Well, algorithmically the code is rather absurd. You copy arrays in the recursion. The first thing to note is that a mergesort is fundamentally a list sorting operation not requiring any copying. Copying to an array at all makes only sense when you hope to exploit the better memory locality of array access. That, in turn, only makes sense when you do not use indirection when sorting but rather swap the underlying data directly. Which only makes sense for small data types.
So there are a lot of ifs and buts that mean it is easier to just work on lists directly. With regard to the List data type it is worth noting that you can get a considerable faster sort by violating the list invariances of doubly linked lists, sorting only the forward pointing list in O(n lg n) operations and then do a single pass through the result in order to reconstitute the backward list.
However, that means that your sorting is better done as part of the List implementation than as something using List as a blackbox.
If you take a list of typical recursive mergesort implementations, it is worth noting that they tend to skip half of the given list in order to arrive at the second sublist. Since skipping half of the given list is done anyway when sorting the first sublist, by letting the sort return the head of the second sublist one saves this only-skipping pass as well.
I seem to remember that the Linux kernel source has a pretty good list mergesort implementation (of course in C rather than C++) that basically only suffers from not hardcoding small lists which would save some O(n) amount from the overall O(n lg n) complexity. For comparatively small lists, this can make a noticeable difference.

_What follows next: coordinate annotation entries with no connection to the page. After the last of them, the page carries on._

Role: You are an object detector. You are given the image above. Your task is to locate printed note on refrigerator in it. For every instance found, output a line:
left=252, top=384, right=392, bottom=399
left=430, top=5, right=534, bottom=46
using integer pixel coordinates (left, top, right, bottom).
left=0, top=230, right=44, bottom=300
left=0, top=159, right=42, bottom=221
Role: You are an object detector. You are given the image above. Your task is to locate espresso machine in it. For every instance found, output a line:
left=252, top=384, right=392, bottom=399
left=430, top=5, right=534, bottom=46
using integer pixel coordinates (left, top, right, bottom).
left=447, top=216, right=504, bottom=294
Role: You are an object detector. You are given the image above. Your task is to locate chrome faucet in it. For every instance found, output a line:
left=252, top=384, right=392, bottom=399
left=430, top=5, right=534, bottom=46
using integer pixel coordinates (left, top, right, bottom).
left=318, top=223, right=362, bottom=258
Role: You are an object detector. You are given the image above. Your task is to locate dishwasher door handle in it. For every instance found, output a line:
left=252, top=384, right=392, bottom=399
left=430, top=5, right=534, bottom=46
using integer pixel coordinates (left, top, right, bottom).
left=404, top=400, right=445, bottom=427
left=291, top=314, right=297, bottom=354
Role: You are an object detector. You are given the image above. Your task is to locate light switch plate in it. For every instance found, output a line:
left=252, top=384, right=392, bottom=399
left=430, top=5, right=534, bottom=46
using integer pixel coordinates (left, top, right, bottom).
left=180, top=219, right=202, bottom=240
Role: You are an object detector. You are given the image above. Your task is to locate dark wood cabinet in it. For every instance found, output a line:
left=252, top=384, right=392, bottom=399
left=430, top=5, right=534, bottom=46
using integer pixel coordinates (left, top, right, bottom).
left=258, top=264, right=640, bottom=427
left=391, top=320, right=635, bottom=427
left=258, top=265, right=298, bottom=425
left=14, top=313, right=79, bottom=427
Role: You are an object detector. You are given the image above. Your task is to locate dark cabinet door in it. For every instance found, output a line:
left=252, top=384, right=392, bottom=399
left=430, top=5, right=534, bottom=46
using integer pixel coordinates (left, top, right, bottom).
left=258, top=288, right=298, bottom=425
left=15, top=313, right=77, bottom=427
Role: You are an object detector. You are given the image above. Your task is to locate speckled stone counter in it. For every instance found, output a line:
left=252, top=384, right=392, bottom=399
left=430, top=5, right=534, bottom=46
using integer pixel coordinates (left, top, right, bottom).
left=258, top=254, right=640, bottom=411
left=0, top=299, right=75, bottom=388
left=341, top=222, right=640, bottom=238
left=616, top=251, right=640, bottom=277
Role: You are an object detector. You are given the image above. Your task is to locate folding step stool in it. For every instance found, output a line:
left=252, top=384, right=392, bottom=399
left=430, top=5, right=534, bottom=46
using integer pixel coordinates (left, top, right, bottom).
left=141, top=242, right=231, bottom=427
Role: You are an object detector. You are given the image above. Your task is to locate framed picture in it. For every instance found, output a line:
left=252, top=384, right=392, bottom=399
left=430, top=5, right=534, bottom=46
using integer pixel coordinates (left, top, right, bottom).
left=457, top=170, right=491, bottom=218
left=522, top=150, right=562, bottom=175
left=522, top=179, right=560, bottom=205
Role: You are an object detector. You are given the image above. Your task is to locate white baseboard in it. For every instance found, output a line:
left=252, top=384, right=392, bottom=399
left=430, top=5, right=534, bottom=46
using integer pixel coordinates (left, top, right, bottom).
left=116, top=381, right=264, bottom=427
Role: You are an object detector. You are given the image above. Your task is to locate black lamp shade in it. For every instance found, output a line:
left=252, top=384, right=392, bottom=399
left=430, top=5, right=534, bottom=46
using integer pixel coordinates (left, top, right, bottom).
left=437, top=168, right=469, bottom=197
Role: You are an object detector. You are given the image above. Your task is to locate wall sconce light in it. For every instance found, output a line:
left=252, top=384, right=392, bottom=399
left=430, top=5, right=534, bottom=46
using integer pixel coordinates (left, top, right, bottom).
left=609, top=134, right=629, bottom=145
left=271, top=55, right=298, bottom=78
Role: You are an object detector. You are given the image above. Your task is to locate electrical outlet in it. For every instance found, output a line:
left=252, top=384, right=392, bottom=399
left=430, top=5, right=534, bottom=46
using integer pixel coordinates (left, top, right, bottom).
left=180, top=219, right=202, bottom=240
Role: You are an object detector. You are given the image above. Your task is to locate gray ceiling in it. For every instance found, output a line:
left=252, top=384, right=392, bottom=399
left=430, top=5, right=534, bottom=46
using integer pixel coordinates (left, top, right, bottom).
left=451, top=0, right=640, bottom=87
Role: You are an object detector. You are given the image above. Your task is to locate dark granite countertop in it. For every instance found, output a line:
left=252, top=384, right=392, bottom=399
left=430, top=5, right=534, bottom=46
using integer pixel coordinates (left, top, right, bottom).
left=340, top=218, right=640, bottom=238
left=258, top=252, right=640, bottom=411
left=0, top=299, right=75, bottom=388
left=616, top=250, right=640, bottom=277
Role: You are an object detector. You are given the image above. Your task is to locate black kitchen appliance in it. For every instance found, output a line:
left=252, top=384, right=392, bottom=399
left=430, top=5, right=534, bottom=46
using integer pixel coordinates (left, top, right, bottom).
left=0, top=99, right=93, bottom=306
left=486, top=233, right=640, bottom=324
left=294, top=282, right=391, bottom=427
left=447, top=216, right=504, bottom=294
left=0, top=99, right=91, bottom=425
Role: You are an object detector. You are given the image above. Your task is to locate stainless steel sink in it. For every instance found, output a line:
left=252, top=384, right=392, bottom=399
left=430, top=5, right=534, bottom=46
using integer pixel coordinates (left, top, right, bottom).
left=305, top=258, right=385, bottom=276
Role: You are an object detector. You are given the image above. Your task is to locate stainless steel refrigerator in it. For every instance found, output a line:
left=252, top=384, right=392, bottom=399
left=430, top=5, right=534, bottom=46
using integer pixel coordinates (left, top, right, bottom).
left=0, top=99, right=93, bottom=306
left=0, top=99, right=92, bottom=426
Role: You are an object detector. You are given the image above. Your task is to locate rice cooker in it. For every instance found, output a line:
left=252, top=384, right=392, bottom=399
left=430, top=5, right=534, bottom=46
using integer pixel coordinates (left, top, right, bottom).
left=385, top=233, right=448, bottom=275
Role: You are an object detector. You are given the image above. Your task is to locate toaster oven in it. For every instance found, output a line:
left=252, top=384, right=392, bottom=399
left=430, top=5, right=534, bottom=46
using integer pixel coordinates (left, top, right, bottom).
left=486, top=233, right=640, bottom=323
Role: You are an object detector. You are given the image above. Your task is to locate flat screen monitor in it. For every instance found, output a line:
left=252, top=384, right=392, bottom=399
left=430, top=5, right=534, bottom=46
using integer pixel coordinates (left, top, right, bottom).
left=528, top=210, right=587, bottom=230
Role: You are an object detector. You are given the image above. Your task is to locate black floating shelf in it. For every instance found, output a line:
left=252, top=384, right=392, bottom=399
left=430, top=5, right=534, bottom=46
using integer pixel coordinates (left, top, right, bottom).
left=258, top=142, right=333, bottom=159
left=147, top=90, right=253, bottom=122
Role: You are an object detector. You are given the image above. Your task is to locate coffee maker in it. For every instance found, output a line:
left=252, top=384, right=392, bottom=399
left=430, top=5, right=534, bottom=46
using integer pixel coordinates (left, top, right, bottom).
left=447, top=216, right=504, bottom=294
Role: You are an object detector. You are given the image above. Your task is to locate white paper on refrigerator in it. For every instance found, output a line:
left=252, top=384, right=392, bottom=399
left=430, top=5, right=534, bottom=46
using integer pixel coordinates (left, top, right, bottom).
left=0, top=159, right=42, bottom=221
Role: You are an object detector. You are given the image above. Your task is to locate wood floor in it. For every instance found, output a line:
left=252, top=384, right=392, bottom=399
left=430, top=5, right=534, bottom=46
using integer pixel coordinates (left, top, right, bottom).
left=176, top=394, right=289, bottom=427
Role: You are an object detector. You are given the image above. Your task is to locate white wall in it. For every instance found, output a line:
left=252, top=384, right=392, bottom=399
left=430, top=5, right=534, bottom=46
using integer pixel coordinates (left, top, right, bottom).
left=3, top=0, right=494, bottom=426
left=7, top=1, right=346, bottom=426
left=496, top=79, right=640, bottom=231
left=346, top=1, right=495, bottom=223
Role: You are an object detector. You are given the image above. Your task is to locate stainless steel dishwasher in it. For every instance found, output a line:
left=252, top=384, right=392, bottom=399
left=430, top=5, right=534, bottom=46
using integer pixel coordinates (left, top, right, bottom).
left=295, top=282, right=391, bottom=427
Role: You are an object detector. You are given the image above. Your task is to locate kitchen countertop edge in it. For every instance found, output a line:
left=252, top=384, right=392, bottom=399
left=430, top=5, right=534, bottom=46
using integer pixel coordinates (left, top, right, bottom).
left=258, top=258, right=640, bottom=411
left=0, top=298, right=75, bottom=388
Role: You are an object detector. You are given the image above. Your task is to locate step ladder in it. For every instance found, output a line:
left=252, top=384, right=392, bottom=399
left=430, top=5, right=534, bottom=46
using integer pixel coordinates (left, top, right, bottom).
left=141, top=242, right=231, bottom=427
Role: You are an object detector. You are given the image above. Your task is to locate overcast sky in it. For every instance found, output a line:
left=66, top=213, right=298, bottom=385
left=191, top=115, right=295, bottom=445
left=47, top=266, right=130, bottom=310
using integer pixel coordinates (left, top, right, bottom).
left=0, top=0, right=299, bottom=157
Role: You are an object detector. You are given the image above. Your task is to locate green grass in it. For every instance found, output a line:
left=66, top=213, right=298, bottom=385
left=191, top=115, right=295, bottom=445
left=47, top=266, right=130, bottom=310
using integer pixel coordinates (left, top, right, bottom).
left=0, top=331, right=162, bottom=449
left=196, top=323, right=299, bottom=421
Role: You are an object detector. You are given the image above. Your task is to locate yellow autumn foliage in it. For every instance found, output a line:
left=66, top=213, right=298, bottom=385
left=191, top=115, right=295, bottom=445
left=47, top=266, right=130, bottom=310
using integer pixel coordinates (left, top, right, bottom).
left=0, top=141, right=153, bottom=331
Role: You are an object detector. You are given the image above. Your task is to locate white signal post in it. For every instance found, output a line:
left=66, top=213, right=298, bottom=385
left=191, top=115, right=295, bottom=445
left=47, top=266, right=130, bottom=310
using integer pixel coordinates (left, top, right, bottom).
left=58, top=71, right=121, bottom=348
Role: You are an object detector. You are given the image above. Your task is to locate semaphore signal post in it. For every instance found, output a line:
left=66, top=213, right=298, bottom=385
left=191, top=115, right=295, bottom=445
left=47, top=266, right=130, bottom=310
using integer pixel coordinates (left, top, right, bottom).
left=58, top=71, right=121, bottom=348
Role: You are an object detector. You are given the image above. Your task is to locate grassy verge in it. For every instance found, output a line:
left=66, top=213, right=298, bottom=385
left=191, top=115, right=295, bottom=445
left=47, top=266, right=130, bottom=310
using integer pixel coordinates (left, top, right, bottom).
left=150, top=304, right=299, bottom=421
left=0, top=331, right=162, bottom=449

The Linux kernel version also sorts sublists generally of size 2^k which has the advantage that one does not need to know the list length in advance (which is needed for splitting some n into almost equally sized parts), at the cost of about O(n) extra comparisons in the worst case.
Note that I am not at all talking about your C++ style: this critique is exclusively about the running time and memory requirements of the compiled code. I consider it a mistake to not consider this a part of the quality assesment of code.